Namun, Trunoyudo belum membeberkan jumlah personel tambahan yang disiapkan. Meski demikian, Trunoyudo menyatakan Polri akan selalu siap untuk memberikan perlindungan terhadap pelaksanaan ibadah haji.

“Polri tentunya akan bertugas melayani dan memberikan perlindungan kepada masyarakat Indonesia yang khususnya akan melaksanakan ibadah Haji nanti,” ujar Trunoyudo.

Kapuspen Mabes TNI, Mayjen Aulia Dwi Nasrullah menyatakan pihaknya telah menyiapkan dan mengikutsertakan pelatihan personel sebagai Linjam untuk mendukung penyelenggaraan ibadah haji. Sementara itu, terkait jumlah personel akan disesuaikan dengan permintaan dan kebutuhan pemerintah, serta hasil koordinasi lebih lanjut dengan kementerian/lembaga terkait.

“Pada prinsipnya, TNI siap mendukung penuh kebijakan pemerintah dalam rangka memberikan perlindungan dan rasa aman bagi jemaah haji Indonesia, sesuai dengan tugas pembantuan dan ketentuan yang berlaku,” ujar Aulia.

Wakil Menteri Haji dan Umrah Dahnil Anzar Simanjuntak menyampaikan bahwa penambahan personel sebagai Perlindungan Jemaah (Linjam) merupakan arahan langsung dari Presiden Prabowo Subianto.

"Ya, kan memang dari TNI-Polri setiap tahun ada. Artinya, disebut dengan Linjam (perlindungan jemaah), petugas keamanan. Itu dari TNI-Polri seperti juga perintah Presiden, kita akan tambah," ujar Dahnil di Kompleks Istana Kepresidenan.
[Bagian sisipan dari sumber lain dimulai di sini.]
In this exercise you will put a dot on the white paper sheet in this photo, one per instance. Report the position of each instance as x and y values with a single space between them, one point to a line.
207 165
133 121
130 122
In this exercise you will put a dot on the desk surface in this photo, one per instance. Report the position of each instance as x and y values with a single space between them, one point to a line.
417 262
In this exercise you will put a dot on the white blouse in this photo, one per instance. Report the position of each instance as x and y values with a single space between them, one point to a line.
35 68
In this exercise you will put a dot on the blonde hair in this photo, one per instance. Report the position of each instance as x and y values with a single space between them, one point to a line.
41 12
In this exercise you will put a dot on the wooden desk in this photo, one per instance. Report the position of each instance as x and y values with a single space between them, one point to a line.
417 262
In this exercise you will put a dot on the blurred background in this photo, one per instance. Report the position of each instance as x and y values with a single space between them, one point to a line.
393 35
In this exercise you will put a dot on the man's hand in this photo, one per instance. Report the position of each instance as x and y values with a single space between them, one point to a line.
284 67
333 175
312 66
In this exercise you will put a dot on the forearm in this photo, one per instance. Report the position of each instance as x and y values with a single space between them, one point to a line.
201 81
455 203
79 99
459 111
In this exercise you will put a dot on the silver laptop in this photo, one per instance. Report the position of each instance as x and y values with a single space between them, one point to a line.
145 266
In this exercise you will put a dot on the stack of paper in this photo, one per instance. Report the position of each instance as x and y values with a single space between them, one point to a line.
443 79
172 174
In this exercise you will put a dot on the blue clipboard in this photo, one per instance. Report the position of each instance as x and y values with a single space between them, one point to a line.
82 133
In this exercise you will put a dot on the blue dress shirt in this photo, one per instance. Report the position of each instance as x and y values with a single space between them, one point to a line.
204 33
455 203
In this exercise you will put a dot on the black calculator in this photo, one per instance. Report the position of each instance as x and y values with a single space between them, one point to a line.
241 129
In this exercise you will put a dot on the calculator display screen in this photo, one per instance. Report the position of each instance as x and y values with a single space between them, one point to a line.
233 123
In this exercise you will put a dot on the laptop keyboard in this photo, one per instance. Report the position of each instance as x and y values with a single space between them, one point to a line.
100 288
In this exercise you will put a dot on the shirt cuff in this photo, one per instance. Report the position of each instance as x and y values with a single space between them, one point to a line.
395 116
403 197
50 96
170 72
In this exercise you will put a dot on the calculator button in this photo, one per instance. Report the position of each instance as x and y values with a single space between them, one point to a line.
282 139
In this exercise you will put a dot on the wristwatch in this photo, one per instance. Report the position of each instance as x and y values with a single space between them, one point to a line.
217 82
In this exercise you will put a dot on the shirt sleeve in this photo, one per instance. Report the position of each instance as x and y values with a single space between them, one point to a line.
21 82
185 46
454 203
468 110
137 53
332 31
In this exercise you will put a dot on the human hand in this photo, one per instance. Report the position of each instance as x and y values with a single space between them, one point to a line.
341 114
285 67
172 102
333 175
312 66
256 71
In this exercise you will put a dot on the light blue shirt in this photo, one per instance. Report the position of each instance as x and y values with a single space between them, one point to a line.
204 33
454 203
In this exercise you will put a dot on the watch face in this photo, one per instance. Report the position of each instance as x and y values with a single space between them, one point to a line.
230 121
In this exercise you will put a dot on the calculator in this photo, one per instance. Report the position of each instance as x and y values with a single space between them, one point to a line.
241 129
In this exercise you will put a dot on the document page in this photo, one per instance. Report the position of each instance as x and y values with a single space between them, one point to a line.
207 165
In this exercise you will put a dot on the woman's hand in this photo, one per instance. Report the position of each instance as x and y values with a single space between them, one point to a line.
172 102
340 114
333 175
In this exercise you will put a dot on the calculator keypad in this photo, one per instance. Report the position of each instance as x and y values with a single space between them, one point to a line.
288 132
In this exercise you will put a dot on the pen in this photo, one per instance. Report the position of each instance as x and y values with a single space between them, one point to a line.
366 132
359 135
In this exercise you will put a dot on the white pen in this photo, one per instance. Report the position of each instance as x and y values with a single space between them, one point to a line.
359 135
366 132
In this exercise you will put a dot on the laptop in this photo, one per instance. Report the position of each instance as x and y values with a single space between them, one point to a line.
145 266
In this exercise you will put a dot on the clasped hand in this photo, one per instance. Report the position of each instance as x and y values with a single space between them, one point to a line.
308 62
Ibadah Haji. Foto: Dok Kemenag.

Dahnil mengatakan penambahan petugas haji dari unsur TNI-Polri tersebut dilakukan memperkuat unsur perlindungan jemaah. Karena keberadaan petugas keamanan dari kedua institusi itu dinilai mendukung peningkatan kualitas layanan perlindungan jemaah di lapangan.

"Supaya kemudian mereka bisa bertugas lebih baik, karena lebih prima biasanya petugas dari TNI dan Polri. Dan kita akan putuskan tambah petugas dari TNI dan Polri," kata Dahnil.

Sementara terkait persentase penambahan personel petugas haji dari TNI-Polri, Dahnil belum bisa memastikan. Karena masih menunggu pembahasan lebih lanjut.

"Persentasenya nanti kita lihat. Karena secara khusus belum kita bahas. Yang jelas bertambah, gitu," pungkas dia.